The first time I really employed this advocacy thing was during the incident of the Jumping Bean Bed.  Because of that bed, I was not getting rest and I told my nurses I didn’t know how I was supposed to heal if I could not sleep. They told me to ask my doctors when they had rounds that morning for a new bed. Dr. Shwee said he didn’t see why I couldn’t have a new bed if one was available.  When I arrived back to my room from my physical therapy session, there was my new “old” bed.  The nurses had found a bed and moved everything in and out when I was gone. 

Now, I could have continued to suffer in silence complaining to friends and family, but they could have only sympathized.  By telling my doctors directly,  my problem was fixed quickly and efficiently. It gave me the confidence to ask questions about the drugs I was taking, to discuss the progress of my rehabilitation with therapists, nurses, and doctors.  During my stay at MetroHealth, I learned that this hospital is an “unsung hero” of our county. I have vowed to promote this awesome place of “miracles and hope” whenever and wherever I can. I also ask others who I meet who have experienced the quality care and compassion at this tremendous hospital to join me in my advocacy.

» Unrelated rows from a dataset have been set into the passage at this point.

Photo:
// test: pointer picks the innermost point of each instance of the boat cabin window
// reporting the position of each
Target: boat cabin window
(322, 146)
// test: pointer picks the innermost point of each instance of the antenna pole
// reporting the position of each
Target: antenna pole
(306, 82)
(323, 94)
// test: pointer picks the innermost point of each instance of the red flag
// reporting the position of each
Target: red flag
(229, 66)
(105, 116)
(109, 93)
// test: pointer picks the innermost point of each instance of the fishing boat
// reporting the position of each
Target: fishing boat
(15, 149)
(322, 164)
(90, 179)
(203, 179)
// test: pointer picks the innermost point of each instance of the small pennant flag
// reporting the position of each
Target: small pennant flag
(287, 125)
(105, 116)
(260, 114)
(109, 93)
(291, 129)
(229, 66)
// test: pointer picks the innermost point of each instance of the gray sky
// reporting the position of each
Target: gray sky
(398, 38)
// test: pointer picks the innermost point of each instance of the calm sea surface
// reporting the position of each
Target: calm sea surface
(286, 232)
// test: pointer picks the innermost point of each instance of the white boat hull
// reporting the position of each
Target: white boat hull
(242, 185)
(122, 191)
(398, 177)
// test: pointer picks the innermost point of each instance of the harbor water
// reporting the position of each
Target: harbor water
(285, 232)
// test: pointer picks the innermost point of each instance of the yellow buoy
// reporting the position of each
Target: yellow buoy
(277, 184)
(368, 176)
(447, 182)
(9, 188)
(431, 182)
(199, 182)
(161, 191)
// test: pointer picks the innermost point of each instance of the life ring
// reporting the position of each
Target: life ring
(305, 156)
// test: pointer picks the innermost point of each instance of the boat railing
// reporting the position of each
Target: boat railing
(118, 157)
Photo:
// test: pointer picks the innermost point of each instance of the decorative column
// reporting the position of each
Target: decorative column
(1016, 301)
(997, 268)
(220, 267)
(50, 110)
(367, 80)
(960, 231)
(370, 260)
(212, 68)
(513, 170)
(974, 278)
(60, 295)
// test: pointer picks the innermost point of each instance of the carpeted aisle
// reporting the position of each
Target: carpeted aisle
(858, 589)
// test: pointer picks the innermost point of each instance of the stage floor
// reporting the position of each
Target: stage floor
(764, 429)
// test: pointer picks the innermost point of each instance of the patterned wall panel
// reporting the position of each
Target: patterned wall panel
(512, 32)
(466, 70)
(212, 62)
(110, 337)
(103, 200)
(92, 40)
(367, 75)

Yesterday, was the Shearer Family Christmas, and I was reminded of my Uncle Gene who was our family advocate. My mother and father divorced after 25 years of marriage. I was an adult but divorce affects any child no matter their age.  Uncle Gene would seek me out each year and ask me “What’s new”? We would chat a few minutes, and then, he would tell me a short story about something he remembered about my dad.  It might be a hunting story or an incident at one of the County Fair horse pulls.  He never failed to mention my dad. This conversation was held at the get together for my mother’s side of the family. Without lecturing or making a big deal out of it, he  would remind a 25 year old woman  that there were good times to remember when we were all together. I’ve never forgotten how I appreciated his attention and his compassion.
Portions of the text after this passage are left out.